You also mentioned that: Preliminary evidence suggests that after head trauma, the most important children to undergo CT scan include those under two, those in bicycle accidents, those who are dizzy, who have changes in behavior or vision, and those with a skull fracture. To know if there had been a subtle skull fracture, you suggested that it would be better to get a regular x-ray first rather than opting for CT straightaway. Why is that so?

Dr. Greene’s Answer:

I was taught as a pediatric resident that skull x-rays were obsolete, that if you were wondering about a fracture you should just get the CT to avoid exposing the child to radiation twice. I now disagree. While a CT scan can indeed answer the skull fracture question (and more), it takes hundreds of times more radiation to do this. If a skull fracture would be the only reason for getting a CT, you can settle that question with a regular skull x-ray first, saving many children from unnecessary CT scans.

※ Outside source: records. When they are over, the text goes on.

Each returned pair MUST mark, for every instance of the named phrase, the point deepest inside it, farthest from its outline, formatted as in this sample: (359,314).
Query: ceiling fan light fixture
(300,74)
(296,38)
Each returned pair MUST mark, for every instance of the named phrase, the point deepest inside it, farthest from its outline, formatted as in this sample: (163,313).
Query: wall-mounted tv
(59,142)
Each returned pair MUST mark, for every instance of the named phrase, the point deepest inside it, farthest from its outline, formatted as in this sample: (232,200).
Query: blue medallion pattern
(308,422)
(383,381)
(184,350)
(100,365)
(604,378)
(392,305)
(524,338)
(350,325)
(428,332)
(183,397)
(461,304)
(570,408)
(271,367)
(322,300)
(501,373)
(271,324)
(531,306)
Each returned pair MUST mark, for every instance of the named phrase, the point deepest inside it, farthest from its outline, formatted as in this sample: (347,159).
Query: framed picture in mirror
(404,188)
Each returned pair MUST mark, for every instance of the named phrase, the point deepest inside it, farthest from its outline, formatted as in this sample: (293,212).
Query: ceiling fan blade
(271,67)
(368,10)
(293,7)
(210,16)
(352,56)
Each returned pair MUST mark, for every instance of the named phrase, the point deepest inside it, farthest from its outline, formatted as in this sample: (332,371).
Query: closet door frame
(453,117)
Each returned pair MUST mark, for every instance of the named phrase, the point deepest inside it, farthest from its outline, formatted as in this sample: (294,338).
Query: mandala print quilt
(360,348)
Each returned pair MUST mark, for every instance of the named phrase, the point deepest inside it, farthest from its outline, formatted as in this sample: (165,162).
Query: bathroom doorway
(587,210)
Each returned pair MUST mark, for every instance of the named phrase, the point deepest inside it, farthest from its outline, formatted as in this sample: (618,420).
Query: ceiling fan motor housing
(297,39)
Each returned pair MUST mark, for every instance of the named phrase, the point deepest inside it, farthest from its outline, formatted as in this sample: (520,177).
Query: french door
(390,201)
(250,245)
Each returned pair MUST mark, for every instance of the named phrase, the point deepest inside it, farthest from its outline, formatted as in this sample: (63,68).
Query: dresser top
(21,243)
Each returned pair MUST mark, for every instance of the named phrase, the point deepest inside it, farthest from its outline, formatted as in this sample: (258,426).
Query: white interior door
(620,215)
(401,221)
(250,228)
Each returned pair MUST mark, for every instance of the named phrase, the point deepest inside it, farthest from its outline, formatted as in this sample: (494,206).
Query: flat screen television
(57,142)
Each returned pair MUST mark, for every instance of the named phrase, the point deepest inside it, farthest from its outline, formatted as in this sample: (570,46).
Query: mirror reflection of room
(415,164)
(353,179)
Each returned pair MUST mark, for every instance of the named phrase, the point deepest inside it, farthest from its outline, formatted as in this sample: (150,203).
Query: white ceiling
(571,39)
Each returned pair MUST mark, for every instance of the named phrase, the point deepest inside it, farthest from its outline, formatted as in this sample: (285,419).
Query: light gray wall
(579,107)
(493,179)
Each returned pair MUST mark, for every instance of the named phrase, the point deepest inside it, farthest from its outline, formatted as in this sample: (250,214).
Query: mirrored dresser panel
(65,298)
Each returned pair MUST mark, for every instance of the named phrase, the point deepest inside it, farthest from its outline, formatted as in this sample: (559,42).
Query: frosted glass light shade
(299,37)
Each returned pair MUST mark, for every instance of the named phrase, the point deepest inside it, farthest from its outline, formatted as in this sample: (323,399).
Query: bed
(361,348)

Read More From This Series:
CT Scan Defined
CT Scan, Ultrasound or MRI?
CT Scan Safety
CT Scans and Radiation Exposure
CT Scan Risks
Higher Risks in Children
Who Should Receive a CT Scan?
X-Ray or a CT Scan?
Alternatives to a CT Scan
When Should a CT Scan be Performed?
Important Tip to Reduce Radiation
Questions to Ask before Every CT Scan
Other Radiation Exposures
Measures That Radiologists Should Adhere to When Administering a CT Scan
CT Scans and Cancer
When are MRIs not Practical?
What is Ionizing Radiation?
Who are Radiologists?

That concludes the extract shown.